Noch während eine der Patientinnen bei uns auf der Station lag, hat sie uns diese ergreifende E-Mail geschrieben, die wir nach Rücksprache mit ihr veröffentlichen dürfen:
Dear Dr Strunz,
from the bottom of my heart, I thank YOUR marvellous team for every step in this journey in making me feel like a woman again. "I can't smile enough" come to think of it, my desert was rocky with little or no vegetation and your team turned it around and planted a flower which signifies beauty, elegance and much more; now I can hold my head high in humility to work and support other women in the Desert Flower Center and around the world.
Words cannot describe my appreciation to you all. God bless you.
Best Wishes, A.
Und noch eine schöne Nachricht erfreute uns: Eine unserer Patientinnen erwartet im April ihr erstes Kind, es wird ein Mädchen. Sie ist glücklich, dass wir ihr dies mit einer Operation ermöglichen konnten. Und wir sind glücklich, weil sie mit ihrer Freundin darüber reden konnte und diese nun auch unsere medizinische Hilfe in Anspruch nehmen möchte.
Presse
Zum „Internationalen Tag gegen weibliche Genitalverstümmelung“ hat uns Frau Meingast im DFC besucht und uns für die Nürnberger Nachrichten interviewt. Das Interview ist am 6. Februar 2018 erschienen, es gibt eine Print- und online Version.

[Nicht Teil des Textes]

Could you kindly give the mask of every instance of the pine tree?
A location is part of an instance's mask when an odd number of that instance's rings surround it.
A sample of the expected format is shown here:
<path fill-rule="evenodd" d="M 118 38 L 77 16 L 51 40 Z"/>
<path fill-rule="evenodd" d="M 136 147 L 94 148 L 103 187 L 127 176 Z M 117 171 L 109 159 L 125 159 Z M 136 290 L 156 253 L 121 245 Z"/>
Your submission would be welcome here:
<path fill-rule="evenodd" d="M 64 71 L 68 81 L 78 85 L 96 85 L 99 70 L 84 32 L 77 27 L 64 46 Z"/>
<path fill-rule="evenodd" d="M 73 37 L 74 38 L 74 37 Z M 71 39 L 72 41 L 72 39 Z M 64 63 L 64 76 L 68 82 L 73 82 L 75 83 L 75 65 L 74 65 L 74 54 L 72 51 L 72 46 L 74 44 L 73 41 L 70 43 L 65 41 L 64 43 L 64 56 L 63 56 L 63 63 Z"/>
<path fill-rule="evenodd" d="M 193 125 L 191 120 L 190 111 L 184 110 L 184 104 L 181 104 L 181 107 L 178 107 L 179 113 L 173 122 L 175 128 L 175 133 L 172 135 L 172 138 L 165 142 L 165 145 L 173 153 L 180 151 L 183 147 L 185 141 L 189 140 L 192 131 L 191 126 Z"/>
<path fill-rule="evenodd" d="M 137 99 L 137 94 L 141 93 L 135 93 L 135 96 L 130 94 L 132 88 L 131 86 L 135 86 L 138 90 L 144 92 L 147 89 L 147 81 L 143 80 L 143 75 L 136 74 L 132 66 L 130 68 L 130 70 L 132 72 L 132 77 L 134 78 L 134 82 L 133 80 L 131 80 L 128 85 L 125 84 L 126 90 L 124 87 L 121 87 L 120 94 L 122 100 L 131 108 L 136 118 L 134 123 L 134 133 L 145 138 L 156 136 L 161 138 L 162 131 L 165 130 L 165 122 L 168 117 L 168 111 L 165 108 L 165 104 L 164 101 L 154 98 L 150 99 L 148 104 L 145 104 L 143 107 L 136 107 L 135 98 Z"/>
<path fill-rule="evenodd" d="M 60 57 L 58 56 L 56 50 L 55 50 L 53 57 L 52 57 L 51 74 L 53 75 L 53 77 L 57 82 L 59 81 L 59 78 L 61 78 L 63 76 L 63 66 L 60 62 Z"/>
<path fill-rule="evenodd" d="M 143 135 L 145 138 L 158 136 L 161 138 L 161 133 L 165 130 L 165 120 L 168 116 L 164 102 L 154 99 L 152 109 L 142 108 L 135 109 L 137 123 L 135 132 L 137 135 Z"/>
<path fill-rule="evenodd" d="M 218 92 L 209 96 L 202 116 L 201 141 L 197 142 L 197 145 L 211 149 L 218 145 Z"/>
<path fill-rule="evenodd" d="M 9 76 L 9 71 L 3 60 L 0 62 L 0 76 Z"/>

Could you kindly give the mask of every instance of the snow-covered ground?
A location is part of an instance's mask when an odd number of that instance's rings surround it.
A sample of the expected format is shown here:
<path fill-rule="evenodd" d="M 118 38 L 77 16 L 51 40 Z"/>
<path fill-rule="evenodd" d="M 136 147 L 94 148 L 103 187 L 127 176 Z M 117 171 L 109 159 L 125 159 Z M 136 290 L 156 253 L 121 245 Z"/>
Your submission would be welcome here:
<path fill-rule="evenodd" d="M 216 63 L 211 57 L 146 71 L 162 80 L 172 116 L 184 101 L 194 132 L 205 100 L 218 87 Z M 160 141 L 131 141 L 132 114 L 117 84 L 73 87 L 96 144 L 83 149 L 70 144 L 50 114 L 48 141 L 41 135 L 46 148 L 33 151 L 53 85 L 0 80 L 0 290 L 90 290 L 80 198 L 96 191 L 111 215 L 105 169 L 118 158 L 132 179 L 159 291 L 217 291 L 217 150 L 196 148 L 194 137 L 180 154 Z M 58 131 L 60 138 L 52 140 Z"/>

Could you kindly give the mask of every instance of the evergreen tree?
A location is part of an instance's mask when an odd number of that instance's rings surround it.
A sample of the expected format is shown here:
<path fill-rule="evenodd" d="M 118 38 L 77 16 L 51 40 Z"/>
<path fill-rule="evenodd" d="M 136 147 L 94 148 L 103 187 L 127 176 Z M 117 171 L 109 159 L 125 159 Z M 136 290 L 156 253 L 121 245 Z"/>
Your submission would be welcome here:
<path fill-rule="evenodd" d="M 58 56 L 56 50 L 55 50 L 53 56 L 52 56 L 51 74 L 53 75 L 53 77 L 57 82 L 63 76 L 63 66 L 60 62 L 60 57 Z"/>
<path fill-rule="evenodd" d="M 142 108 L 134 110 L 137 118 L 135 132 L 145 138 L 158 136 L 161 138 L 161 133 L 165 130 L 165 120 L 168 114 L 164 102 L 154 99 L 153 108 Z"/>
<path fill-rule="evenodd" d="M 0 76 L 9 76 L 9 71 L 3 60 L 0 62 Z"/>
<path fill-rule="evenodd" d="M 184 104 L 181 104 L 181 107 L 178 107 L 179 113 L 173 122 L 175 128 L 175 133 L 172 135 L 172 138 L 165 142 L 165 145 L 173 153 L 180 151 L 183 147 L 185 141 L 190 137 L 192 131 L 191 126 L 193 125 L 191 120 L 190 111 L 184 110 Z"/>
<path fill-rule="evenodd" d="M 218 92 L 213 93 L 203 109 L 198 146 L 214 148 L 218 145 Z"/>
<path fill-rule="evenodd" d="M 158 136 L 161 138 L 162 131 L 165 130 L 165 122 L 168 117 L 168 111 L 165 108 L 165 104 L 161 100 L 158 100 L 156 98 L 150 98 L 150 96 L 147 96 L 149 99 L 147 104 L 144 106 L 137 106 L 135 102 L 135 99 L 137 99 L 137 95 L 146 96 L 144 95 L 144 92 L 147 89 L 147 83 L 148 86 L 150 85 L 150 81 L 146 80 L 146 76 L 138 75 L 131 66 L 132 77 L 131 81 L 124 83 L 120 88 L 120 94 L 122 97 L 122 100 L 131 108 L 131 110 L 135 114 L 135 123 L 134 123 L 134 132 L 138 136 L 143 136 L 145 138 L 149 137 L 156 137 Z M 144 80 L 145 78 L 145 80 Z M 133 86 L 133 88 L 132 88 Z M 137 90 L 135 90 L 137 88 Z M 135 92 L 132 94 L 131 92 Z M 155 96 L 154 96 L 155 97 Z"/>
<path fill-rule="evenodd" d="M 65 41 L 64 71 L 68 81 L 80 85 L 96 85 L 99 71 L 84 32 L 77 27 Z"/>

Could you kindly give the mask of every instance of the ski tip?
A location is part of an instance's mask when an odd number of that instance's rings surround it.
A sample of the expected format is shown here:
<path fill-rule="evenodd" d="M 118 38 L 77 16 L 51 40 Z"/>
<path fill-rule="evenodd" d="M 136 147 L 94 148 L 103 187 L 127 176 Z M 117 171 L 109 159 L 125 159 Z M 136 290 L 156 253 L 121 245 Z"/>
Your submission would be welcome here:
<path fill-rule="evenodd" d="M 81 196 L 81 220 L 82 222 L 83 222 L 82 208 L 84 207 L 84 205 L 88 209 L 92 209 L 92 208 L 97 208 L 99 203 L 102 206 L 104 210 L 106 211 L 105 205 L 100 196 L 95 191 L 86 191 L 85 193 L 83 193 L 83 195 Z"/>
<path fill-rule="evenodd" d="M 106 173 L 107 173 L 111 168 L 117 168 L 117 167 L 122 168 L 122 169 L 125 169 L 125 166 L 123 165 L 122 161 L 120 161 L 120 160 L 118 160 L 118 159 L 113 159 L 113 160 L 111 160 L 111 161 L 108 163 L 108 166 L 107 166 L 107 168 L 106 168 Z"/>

Link: http://www.nordbayern.de/politik/genitalverstummelung-50-000-betroffene-in-deutschland-1.7195402
Im Dezember 2017 haben wir eine Anfrage von Herrn Frank Nürnberger erhalten, der im Rahmen seines Projektes „Work21 – Arbeiten im 21. Jahrhundert“ unsere Arbeit mit Hilfe eines Video-Interviews darstellen wollte. Das Ergebnis kann man unter folgendem Link einsehen: http://work21.de
Intensivseminar FGM
Da wir immer wieder von Kolleginnen und Kollegen angeschrieben werden, die Fragen im Umgang mit genitalbeschnittenen Frauen haben, bieten wir fortan zwei Mal im Jahr ein Intensivseminar für medizinisches Personal an.